Epilogue
As I finished the writing of this book, I left my desk and boarded
the bus 19, heading toward Paris Square. By chance, I found the same driver behind
the wheel who had badgered me throughout the years of the vigil. He smiled at
me. Nothing more, no acknowledgment, certainly no apologies. Just a superficial smile of I’m okay, you’re okay. Stam
yom shel hol, as we say in Hebrew: just a regular sort of day.
And it was regular. One
of those dreary, drizzly Jerusalem days, not unlike the hundreds that I had spent on the vigil during the winter months. By chance, I had to get off the bus near Paris Square, this time for a memorial service
for Father Bruno, founder of the Neve Shalom village in Israel, the only community in Israel where Arabs and Jews live in
as close to an egalitarian spirit as you find in this part of the world. Father
Bruno had devoted his long life to peace.

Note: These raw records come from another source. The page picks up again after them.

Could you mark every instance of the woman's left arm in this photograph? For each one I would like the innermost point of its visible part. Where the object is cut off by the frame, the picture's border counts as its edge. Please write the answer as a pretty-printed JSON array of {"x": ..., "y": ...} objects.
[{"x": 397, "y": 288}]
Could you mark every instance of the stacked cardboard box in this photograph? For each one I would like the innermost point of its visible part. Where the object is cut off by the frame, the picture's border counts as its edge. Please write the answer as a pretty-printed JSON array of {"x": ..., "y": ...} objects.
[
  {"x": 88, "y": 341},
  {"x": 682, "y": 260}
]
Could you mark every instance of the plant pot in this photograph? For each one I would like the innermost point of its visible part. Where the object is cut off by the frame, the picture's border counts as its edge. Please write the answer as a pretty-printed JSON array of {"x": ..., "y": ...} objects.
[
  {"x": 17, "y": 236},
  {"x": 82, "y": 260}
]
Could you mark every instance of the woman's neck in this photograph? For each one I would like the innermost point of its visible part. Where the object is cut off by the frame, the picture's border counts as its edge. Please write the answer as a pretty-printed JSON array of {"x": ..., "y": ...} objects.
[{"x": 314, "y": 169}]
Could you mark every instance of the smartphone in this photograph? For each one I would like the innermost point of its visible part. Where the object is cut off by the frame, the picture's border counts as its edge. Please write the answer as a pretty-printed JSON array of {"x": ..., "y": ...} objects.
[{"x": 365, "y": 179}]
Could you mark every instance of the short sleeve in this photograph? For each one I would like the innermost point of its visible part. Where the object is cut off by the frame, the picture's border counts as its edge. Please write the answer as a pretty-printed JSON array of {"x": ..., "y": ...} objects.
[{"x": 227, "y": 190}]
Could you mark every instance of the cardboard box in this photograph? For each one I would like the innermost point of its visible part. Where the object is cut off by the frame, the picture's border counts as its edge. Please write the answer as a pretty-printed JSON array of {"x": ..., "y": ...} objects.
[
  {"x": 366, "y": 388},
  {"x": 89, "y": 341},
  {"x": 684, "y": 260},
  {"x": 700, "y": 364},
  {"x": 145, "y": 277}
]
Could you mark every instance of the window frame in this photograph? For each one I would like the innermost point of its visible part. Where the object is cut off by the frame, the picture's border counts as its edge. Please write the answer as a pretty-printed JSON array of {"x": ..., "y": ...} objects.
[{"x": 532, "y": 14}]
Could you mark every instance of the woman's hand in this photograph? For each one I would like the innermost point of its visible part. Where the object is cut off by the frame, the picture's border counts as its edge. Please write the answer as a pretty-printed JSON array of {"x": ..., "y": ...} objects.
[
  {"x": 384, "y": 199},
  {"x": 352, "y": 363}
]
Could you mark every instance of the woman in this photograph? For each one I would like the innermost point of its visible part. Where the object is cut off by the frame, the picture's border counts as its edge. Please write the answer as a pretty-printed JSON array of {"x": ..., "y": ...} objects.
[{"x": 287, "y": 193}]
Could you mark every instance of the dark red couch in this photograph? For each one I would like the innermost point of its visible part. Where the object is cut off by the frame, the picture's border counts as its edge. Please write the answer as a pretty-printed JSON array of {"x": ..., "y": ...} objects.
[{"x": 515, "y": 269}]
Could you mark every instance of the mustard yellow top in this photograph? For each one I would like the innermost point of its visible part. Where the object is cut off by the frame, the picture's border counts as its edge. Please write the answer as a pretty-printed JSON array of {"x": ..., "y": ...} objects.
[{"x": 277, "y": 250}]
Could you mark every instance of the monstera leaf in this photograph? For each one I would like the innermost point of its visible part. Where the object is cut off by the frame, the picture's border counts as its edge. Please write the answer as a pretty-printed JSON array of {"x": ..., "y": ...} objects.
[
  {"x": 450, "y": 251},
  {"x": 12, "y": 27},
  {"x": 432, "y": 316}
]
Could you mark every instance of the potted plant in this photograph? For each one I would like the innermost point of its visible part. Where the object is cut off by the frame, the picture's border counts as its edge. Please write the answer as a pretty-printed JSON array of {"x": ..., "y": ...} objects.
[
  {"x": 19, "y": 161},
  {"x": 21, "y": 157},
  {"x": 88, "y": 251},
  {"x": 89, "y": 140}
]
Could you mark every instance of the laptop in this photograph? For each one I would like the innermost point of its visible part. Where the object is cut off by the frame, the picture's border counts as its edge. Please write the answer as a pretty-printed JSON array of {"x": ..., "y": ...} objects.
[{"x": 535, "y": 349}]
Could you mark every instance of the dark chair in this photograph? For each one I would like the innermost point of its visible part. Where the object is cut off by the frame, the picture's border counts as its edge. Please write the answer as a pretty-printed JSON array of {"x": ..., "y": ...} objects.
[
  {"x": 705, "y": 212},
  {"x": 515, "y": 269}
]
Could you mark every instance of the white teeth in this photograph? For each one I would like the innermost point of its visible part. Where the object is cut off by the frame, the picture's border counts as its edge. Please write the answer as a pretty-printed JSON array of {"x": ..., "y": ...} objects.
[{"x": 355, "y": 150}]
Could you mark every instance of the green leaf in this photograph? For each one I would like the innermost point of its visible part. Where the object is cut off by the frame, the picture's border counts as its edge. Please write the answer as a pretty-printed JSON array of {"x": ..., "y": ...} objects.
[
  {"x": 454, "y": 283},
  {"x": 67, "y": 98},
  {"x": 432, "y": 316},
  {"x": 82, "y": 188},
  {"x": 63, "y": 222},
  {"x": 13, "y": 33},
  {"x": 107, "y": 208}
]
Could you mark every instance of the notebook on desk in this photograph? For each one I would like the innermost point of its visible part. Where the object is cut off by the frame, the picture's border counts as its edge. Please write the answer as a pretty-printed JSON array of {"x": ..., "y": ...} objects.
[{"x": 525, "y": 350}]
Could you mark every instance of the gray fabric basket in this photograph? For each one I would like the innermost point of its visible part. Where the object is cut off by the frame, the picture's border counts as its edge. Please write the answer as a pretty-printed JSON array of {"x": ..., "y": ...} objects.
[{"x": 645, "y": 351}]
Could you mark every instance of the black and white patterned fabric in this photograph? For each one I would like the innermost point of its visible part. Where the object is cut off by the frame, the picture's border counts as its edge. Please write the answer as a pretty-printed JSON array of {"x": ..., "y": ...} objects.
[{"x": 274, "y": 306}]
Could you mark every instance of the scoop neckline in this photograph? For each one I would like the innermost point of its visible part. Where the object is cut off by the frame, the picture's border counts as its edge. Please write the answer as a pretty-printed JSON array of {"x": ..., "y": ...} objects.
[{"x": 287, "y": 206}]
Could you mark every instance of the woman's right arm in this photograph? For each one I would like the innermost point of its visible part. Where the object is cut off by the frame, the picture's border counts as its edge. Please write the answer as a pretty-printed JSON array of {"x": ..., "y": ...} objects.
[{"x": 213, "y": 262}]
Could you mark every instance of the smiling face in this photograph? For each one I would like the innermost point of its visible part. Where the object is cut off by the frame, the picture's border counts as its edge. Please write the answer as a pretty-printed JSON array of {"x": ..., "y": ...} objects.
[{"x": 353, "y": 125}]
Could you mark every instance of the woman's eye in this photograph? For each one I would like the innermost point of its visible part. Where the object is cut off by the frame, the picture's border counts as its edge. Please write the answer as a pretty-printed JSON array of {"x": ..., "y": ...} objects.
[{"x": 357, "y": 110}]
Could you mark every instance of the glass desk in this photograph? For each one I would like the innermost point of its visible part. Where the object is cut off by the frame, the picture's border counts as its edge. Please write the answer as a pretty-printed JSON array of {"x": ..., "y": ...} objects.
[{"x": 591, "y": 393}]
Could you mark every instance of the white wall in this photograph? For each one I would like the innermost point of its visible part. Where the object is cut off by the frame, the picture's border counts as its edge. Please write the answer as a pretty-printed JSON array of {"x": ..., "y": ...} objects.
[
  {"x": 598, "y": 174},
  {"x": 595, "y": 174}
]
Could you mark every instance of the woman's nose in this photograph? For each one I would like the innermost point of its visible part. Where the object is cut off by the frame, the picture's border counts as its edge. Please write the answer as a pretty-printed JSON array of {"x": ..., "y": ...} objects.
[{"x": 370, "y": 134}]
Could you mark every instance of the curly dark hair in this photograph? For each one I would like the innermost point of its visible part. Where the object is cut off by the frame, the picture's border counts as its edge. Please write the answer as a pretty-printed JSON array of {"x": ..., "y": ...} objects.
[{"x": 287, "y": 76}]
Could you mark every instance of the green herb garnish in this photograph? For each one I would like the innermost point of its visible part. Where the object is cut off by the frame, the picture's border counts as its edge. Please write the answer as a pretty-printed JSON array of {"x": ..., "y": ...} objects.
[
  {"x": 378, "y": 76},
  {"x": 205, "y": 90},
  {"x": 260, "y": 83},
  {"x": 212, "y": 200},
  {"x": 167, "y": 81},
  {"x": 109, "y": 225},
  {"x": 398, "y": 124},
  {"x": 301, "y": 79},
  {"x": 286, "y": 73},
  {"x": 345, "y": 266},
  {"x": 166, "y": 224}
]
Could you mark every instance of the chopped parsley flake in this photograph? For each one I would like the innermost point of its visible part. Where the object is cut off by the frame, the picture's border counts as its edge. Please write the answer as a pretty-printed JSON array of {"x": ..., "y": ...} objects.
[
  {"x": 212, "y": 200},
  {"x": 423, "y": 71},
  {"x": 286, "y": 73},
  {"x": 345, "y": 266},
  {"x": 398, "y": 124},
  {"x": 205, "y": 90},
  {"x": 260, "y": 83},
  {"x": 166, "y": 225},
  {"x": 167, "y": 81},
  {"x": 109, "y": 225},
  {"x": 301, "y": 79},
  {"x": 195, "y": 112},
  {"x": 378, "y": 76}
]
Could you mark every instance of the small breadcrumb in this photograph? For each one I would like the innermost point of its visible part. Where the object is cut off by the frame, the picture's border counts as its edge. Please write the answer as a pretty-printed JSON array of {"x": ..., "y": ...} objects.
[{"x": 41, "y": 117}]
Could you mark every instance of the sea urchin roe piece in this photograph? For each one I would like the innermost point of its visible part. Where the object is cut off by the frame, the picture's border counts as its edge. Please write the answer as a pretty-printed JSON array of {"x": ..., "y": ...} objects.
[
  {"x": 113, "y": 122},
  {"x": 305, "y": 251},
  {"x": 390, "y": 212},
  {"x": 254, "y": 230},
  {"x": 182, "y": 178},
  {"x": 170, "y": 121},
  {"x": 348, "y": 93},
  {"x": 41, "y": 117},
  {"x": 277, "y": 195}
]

I got off the bus and walked toward the plaza keeping my eyes on
it, as if I expected a solid ring of women dressed in black to materialize before my eyes.
I remember how we would look when approached from a distance – serious, intense, powerful, the conscience of
the people. There was no one there today.
Just the rain drizzling down into puddles on the pavement.
Instead of heading directly to the prayer service, I crossed the
street and entered the plaza. The municipal authorities had redone it entirely,
no doubt in an attempt to prevent its future use for new political demonstrations. The
stone wall that had once encircled it was torn down, replaced by a taller wall, harder to mount and with wide gaps in it. The garden that the women had so carefully avoided trampling was now protected by
iron fencing, and short stubby plants now grew where irises and pansies had once fluttered.
Most significantly, the focus of the plaza had now shifted inward. Tiers
of concrete steps coaxed visitors to sit within the plaza, talking to each other, rather than stand upon it, addressing the
world at large.
For almost a decade of Israeli political history, Women in Black
continue to make its silent statement from this location. At first, the only
people who heard us were the crazies who responded with a loony dialogue of sex and threats, then we talked to the pedestrians
and passersby, and finally we talked to the world at large, who moved along our message to the politicians. Some women say that the most important part of the talking was to our children, to our students, to our
friends, even to ourselves. Yes, that was a very important part of what the vigil
was all about – educating ourselves and those close to us about the yearning in our heart for peace. But that’s typical female self-effacement, I soon remember.
We did more than just kick up a fuss among ourselves. We were also inspiring
to the world at large, part of a noble line of peace leaders, a dynasty that leads from Ghandi through Martin Luther King
through the Mothers of the Plaza de Mayo. And that continues through the Women
in Black of former Yugoslavia and India and the Philippines and China.
Women in Black were an important part of the protest movement that
is engaged in a long process of bringing peace to the Middle East. We came too
late for the many Israelis and Palestinians who are buried in this earth and whose families will never cease to mourn them. And for the many who bear the terrible scars of the wars, the riots, and the terrorism. But we have come just in time for those who are alive today, and just in time for
the generations who come after us. And even if we have some setbacks on the way
to a perfect peace, and even if the imperfect peace that is still being fashioned brings disappointment and discouragement,
we know that there is always a way back from the path of conflict. Women in Black
is not the only way. But, for many of us who did it, and many of us who watched
from a distance, this is a memory that continues to inspire.